Phase 2 intentionally excludes:

Memory injection — agents won't have persistent memory yet (Phase 3). Directives are static.
Multi-provider routing — only OpenAI in Phase 2 (Phase 4 adds Anthropic, Bedrock, etc.)
Dashboard or API server — operator UI is Phase 3
Embedding service — not needed without memory
Hierarchical rate limiting — Lua-script atomic rate limiter with per-agent limits (Phase 4)
Billing integration — token counting is tracked but not charged (Phase 3)

Critical path

Client SDK
    │
    ▼  POST /v1/chat/completions
┌─────────────────────────────────────────────────────────┐
│                      IBEX Proxy                         │
│  RequestID → Auth (LRU cache) → AgentVerify → RateLimit │
│  → DirectiveResolver → PromptInjector                   │
│  → OpenAI HTTP Client                                   │
│  → SSE Stream Forward (dual-write)                      │
│  → [async] Session checkpoint + Trace emit              │
└─────────────────────────────────────────────────────────┘
    │
    ▼  SSE stream
Client SDK

Latency budget at Phase 2:

Stage	Budget
Auth (LRU cache hit)	<1ms
Auth (gRPC fallback on miss)	<50ms
Agent verification (LRU cache hit)	<1ms
Rate limit (Redis INCR)	<5ms
Directive resolve (Redis cache hit)	<2ms
Prompt injection	<0.5ms
Total proxy overhead (non-provider)	<20ms (p99 target)
OpenAI TTFB	varies (not in our control)

Entry criteria

Phase 1 complete (including M1.5.1 security gate)
Phase 1.5 docs site launched at docs.ibexharness.com (docs-first sequencing)
Local compose stack healthy (Postgres, Redis; ClickHouse added in 2.5.1)

Exit criteria

Phase 2 is complete when ALL of the following are true:

POST /v1/chat/completions with a valid PAT and agent directive returns a real OpenAI completion
Streaming mode: first bytes arrive at client within 100ms of provider TTFB
Proxy overhead (non-provider time) is <20ms at p99 under 100 concurrent requests
Directive is correctly prepended to the system message in every request
Every request creates or updates a session checkpoint in Postgres
Every completed request emits a trace to ClickHouse within 500ms of response completion
Token revocation is reflected in the auth cache within 5 seconds
All Phase 1 security tests (milestone 1.5.1) still pass with no regressions
make e2e-smoke (Phase 2 smoke test with OpenAI sandbox key) exits 0

Execution order

2.3.1 (directive migrations)
  → 2.4.1 (session migrations)
  → 2.5.1 (ClickHouse schema)
      [these three can run in parallel — all are schema/infra]

2.2.1 (auth LRU cache) → 2.2.2 (revocation propagation)

2.3.2 (directive resolver) → 2.3.3 (prompt injection)

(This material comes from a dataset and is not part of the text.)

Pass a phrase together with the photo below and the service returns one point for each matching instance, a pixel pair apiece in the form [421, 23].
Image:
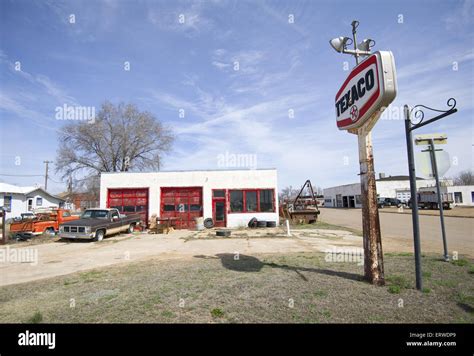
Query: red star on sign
[354, 113]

2.1.1 (provider interface)
  → 2.1.2 (OpenAI non-streaming)
  → 2.1.3 (OpenAI streaming)
  → 2.1.4 (provider routing)
  → 2.1.5 (provider error mapping)

2.4.2 (session store) → 2.4.3 (proxy session lifecycle)
2.5.2 (ClickHouse client) → 2.5.3 (async trace emitter)

[all above merged]
2.6.1 (latency benchmark) → 2.6.2 (Phase 2 exit gate)

Documents

goals.md — Goals 2.1–2.6
milestones/ — PR-sized work units
decisions.md — Phase-local decision log
risks.md — Risks and mitigations

Goal overview

Goal	Focus
2.1	Provider abstraction and OpenAI forwarding
2.2	Auth LRU + bloom cache
2.3	Directive resolve and inject
2.4	Sessions and checkpoints
2.5	ClickHouse async traces
2.6	Latency benchmark and exit gate

Next phase

When exit criteria are met, begin Phase 3: Memory Engine and Operator Platform.